Jackson Heights Coffee Shops Stay Open as Blizzard Brews
Both Juju's Bagel Cafe and Espresso 77, two popular coffee shops off of 37th Avenue on 76th and 77th streets, respectively, shrugged off the idea of storm preparation.
At Espresso 77, owner Afzal Hossain, 37, even said that a photography event planned for Friday night would go ahead without a hitch.
"That's the panic of the New York media," Hossain said. "We didn't see the snow all year, so that's why people are worried."
During Hurricane Sandy, which left Jackson Heights largely untouched, Hossain said business at the coffee shop was booming, because many people took off from work.
He expects much the same this weekend, with New Yorkers braving the cold weather for a warm beverage.
"New York always has snow," Hossain said.
Elsewhere, Jackson Heights and Elmhurst residents dealt with the coming storm, and some of its immediate repercussions.
Riders on the 7 train, one of the main conduits for locals to get to the city, faced rush-hour delays Friday morning.
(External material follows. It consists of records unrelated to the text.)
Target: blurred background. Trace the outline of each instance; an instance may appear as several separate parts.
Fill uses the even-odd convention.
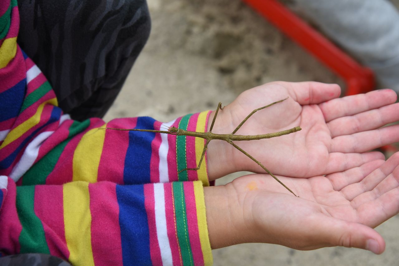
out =
[[[399,0],[392,2],[399,6]],[[106,121],[149,116],[168,121],[214,109],[219,101],[226,105],[241,92],[275,80],[345,87],[344,81],[241,0],[147,2],[149,40]],[[281,2],[295,11],[293,2]],[[225,177],[216,185],[245,173]],[[251,244],[213,250],[214,265],[398,265],[398,224],[397,216],[376,228],[387,242],[380,255],[341,247],[300,251]]]

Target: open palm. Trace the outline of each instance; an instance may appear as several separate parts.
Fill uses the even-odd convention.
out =
[[[235,142],[272,173],[308,177],[383,159],[380,153],[367,152],[399,141],[399,125],[380,128],[399,120],[399,104],[394,103],[396,93],[381,90],[338,98],[340,93],[338,85],[318,82],[265,84],[244,92],[226,106],[212,132],[231,133],[255,109],[288,97],[254,114],[236,133],[254,135],[302,128],[300,131],[278,137]],[[232,171],[262,173],[244,154],[228,143],[222,145],[224,148],[218,148],[215,154],[219,159],[226,156],[229,158],[226,160],[233,158]],[[210,145],[209,149],[212,148]]]
[[[243,223],[255,225],[248,242],[300,250],[343,246],[379,254],[385,242],[371,228],[399,212],[398,165],[397,153],[386,162],[374,160],[326,176],[278,177],[299,198],[265,174],[242,177],[227,185],[237,191],[247,217]]]

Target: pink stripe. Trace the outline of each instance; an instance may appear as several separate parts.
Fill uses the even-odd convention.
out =
[[[6,254],[17,254],[20,253],[20,234],[22,226],[17,213],[15,205],[16,187],[15,183],[8,178],[7,187],[7,197],[4,199],[0,215],[0,250]]]
[[[61,126],[59,127],[57,123],[53,123],[53,127],[55,128],[53,129],[51,131],[53,130],[55,130],[55,131],[45,140],[40,146],[38,157],[35,161],[35,163],[43,158],[43,156],[54,149],[56,146],[68,138],[69,133],[69,129],[73,123],[73,120],[70,119],[66,120],[64,121]],[[53,125],[52,125],[52,126]],[[53,126],[52,126],[51,127],[52,128]],[[47,131],[50,131],[51,130],[48,129]]]
[[[198,120],[200,113],[195,113],[191,116],[188,121],[187,130],[196,131],[197,129],[197,121]],[[188,136],[186,139],[186,158],[187,162],[188,168],[195,168],[197,167],[196,159],[196,138],[194,137]],[[205,162],[204,162],[205,163]],[[198,180],[198,174],[197,171],[189,170],[187,171],[189,181]]]
[[[160,122],[156,121],[154,123],[154,128],[155,130],[163,130],[160,129]],[[155,137],[151,143],[151,155],[150,163],[150,178],[151,183],[159,183],[159,147],[161,146],[162,139],[161,134],[156,133]]]
[[[154,265],[162,265],[162,258],[161,250],[158,243],[156,234],[156,224],[155,222],[155,200],[154,195],[154,185],[146,184],[144,185],[144,206],[147,212],[148,222],[148,232],[150,235],[150,252],[151,260]]]
[[[65,239],[62,186],[36,186],[35,213],[41,221],[51,255],[67,260],[69,252]]]
[[[8,4],[6,4],[6,3]],[[7,1],[5,2],[3,1],[2,2],[2,4],[0,5],[0,16],[3,16],[5,14],[6,11],[8,9],[11,4],[10,1]]]
[[[53,110],[53,108],[54,108],[54,106],[53,105],[47,105],[45,106],[44,108],[43,109],[43,112],[41,113],[41,115],[40,117],[40,120],[37,125],[32,127],[31,127],[28,130],[28,131],[23,134],[19,138],[16,139],[15,141],[10,143],[5,147],[2,148],[1,150],[1,152],[0,153],[0,161],[4,160],[4,158],[12,153],[17,149],[18,147],[26,138],[29,137],[31,134],[32,134],[32,133],[33,133],[34,131],[40,126],[43,125],[43,124],[45,124],[48,121],[51,115],[51,112]],[[18,117],[18,119],[17,119],[17,121],[16,121],[15,124],[14,125],[14,127],[15,127],[17,126],[17,125],[21,123],[18,123],[18,120],[20,120],[19,118],[20,117],[21,115],[20,115],[20,116]],[[23,121],[21,122],[23,123]],[[36,134],[32,137],[32,139],[34,138],[36,136],[40,133],[40,132],[36,133]],[[28,143],[27,143],[25,145],[25,146],[27,146],[28,144]],[[23,151],[23,150],[22,151]]]
[[[14,6],[11,10],[11,24],[4,40],[17,37],[18,36],[18,31],[19,29],[20,14],[18,11],[18,7]]]
[[[137,118],[114,119],[107,127],[132,129]],[[125,157],[129,145],[129,131],[107,129],[97,172],[97,180],[123,185]]]
[[[49,105],[48,107],[52,108],[53,107],[52,106]],[[40,118],[40,122],[39,123],[39,125],[42,125],[43,123],[45,123],[47,122],[50,117],[51,114],[51,112],[43,112],[43,113],[42,114],[41,117]],[[43,121],[43,122],[42,122]],[[22,135],[19,138],[16,140],[12,143],[10,143],[7,146],[6,146],[5,147],[2,148],[1,151],[1,152],[0,152],[0,161],[4,159],[4,158],[6,158],[8,156],[9,156],[14,151],[17,149],[17,147],[22,143],[22,141],[26,138],[28,137],[37,128],[38,125],[36,125],[36,126],[34,127],[30,130],[28,130],[27,132]],[[35,135],[32,137],[31,139],[33,139],[36,137],[38,135],[40,134],[40,132],[37,133]],[[22,149],[21,149],[18,154],[16,158],[14,160],[14,161],[11,163],[11,165],[9,167],[8,167],[6,169],[3,169],[2,171],[2,173],[3,175],[8,175],[11,172],[11,171],[13,167],[18,162],[21,157],[22,156],[24,153],[24,151],[26,147],[29,144],[29,142],[25,144],[25,145],[23,147]]]
[[[89,185],[91,214],[91,248],[97,265],[122,265],[119,207],[116,184],[103,182]]]
[[[72,181],[72,160],[76,146],[85,133],[96,126],[99,126],[99,121],[101,121],[99,118],[91,119],[90,125],[89,127],[83,132],[76,135],[65,146],[63,151],[61,153],[53,171],[47,177],[46,179],[46,185],[62,185]]]
[[[172,253],[172,260],[174,265],[181,265],[182,260],[176,232],[172,183],[164,183],[164,188],[165,189],[165,212],[166,220],[166,230],[168,230],[168,238],[169,240],[169,244]]]
[[[12,117],[4,121],[0,122],[0,131],[9,129],[12,127],[16,118]]]
[[[181,117],[176,119],[172,126],[178,127],[181,120],[182,120]],[[169,182],[178,181],[176,157],[176,135],[168,134],[168,143],[169,146],[168,151],[168,171],[169,176]]]
[[[188,236],[190,238],[194,265],[203,265],[203,255],[200,241],[194,185],[192,182],[184,182],[183,185],[184,189],[184,199],[187,211],[187,224],[188,224]]]
[[[47,79],[42,73],[38,75],[37,77],[30,81],[26,86],[26,96],[34,91],[38,88],[47,81]]]
[[[0,69],[0,93],[10,89],[26,76],[24,56],[19,46],[17,48],[15,57],[7,65]]]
Although the majority of the line runs outdoors, an MTA spokesman said the delays were not caused not by signal problems, but instead said commuters may have taken longer to board the train because of the slippery weather.
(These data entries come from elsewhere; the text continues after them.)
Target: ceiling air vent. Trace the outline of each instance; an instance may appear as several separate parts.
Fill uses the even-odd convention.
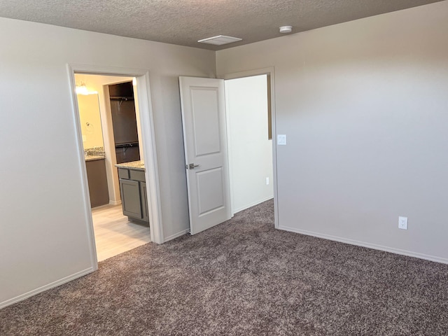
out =
[[[218,35],[217,36],[199,40],[198,42],[201,43],[214,44],[215,46],[223,46],[223,44],[232,43],[233,42],[237,42],[241,40],[242,40],[242,38],[238,38],[237,37]]]

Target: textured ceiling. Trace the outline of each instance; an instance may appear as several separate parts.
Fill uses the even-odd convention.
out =
[[[217,50],[438,1],[0,0],[0,17]],[[216,35],[243,41],[197,42]]]

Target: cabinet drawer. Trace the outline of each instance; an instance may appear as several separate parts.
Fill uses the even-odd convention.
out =
[[[145,181],[145,172],[141,170],[130,170],[131,180]]]
[[[129,170],[123,168],[118,168],[118,177],[120,178],[129,179]]]

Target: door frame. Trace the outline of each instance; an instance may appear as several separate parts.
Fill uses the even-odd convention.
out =
[[[155,148],[155,136],[154,134],[154,120],[150,97],[149,71],[147,69],[134,68],[117,68],[95,65],[67,64],[67,72],[70,83],[71,95],[72,97],[73,122],[75,126],[78,158],[78,168],[83,179],[82,188],[84,194],[84,209],[86,223],[88,223],[88,234],[90,241],[90,253],[94,270],[98,269],[97,250],[93,230],[93,220],[90,208],[90,197],[87,179],[83,136],[80,128],[79,108],[76,97],[76,84],[75,74],[90,75],[111,75],[135,77],[136,79],[137,92],[139,94],[138,104],[140,111],[140,122],[141,125],[141,142],[145,158],[145,178],[146,179],[148,210],[150,219],[150,232],[151,241],[157,244],[164,242],[163,225],[162,221],[162,206],[160,204],[160,187],[159,183],[158,165]]]
[[[278,190],[277,190],[277,152],[276,152],[276,113],[275,113],[275,80],[274,80],[274,66],[270,66],[267,68],[255,69],[253,70],[246,70],[243,71],[233,72],[230,74],[226,74],[220,75],[218,78],[227,80],[227,79],[237,79],[243,78],[245,77],[252,77],[253,76],[259,75],[268,75],[270,78],[270,89],[271,89],[271,131],[272,134],[272,174],[273,174],[273,188],[274,188],[274,221],[276,229],[279,228],[279,204],[278,204]],[[226,113],[227,114],[227,113]],[[226,117],[227,118],[227,117]],[[227,122],[227,148],[229,146],[228,134],[229,132],[229,123]],[[230,173],[230,172],[229,172]],[[232,178],[230,178],[230,193],[232,194]],[[233,202],[230,202],[232,214],[233,216]]]

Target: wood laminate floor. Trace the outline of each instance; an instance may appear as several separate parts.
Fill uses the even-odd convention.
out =
[[[121,205],[92,209],[92,216],[98,261],[150,241],[149,227],[130,222]]]

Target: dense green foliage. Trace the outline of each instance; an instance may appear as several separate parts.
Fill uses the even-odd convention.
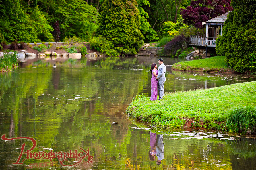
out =
[[[140,19],[135,0],[106,0],[96,35],[111,41],[118,54],[135,54],[143,43]]]
[[[13,54],[8,53],[6,52],[0,57],[0,72],[11,71],[13,68],[16,67],[18,61],[18,57],[17,52],[15,51]]]
[[[226,126],[231,132],[249,134],[256,133],[256,108],[236,108],[230,114]]]
[[[228,15],[222,36],[218,39],[218,55],[240,72],[256,71],[256,2],[234,0],[234,11]]]
[[[224,61],[225,56],[218,56],[203,60],[197,60],[180,62],[174,64],[173,69],[189,71],[230,71]]]

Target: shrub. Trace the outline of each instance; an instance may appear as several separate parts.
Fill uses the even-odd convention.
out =
[[[183,34],[176,37],[171,41],[167,43],[164,47],[164,51],[166,55],[174,56],[179,49],[187,48],[187,45],[189,38]]]
[[[20,43],[20,48],[21,49],[23,49],[25,48],[25,43],[23,41],[21,41]]]
[[[68,38],[65,37],[63,40],[64,44],[72,46],[79,46],[82,44],[82,43],[84,41],[82,38],[80,37],[77,37],[74,35],[72,37]]]
[[[3,49],[4,40],[5,38],[0,30],[0,51],[2,51]]]
[[[11,45],[9,47],[9,49],[11,50],[18,50],[20,49],[20,46],[19,45],[17,40],[15,40],[12,42]]]
[[[170,36],[163,37],[156,44],[157,47],[163,47],[171,41],[171,38]]]
[[[231,132],[256,133],[256,108],[241,107],[234,109],[228,116],[226,127]]]
[[[6,54],[0,58],[0,72],[11,71],[13,67],[16,66],[18,62],[17,52],[14,51],[13,54],[8,53],[8,52],[5,52]]]
[[[120,47],[115,48],[111,41],[107,40],[101,36],[92,38],[90,41],[90,45],[92,48],[108,56],[120,55],[120,53],[123,50]],[[121,52],[119,52],[120,51]]]
[[[68,53],[76,53],[77,52],[76,50],[76,47],[75,46],[72,46],[70,48],[68,48],[65,49],[65,50],[67,51]]]
[[[36,46],[34,46],[33,47],[33,49],[34,50],[37,50],[39,52],[40,52],[42,50],[42,49],[39,47],[37,47]]]
[[[108,41],[101,46],[106,55],[135,54],[141,47],[143,37],[137,5],[135,0],[105,0],[103,3],[96,34]]]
And late Thursday, Councilman Daniel Dromm announced that the Elmhurst Lunar New Year Festival, which was to feature the first-ever neighborhood Lunar New Year Parade, was postponed because of the snowstorm, which could bring more than a foot of snow to the city.
At Trade Fair on 37th Avenue and 75th Street, and across the street at the Met Supermarket, the aisles were packed as early as 9:30 a.m. with hurried customers looking to get in some last minute grocery shopping — just in case.
"I usually buy on Friday, but not this early," said Andrew Hillard, 72, who works as a security guard. "I came early because of the weather."
A few aisles over, retiree Rolf Fleischmann, 50, was also skeptical but cautious as he stocked up on soup in the event that his family got snowed in.
"I don't believe everything will be closed," Fleischmann said. "But err on the side of caution."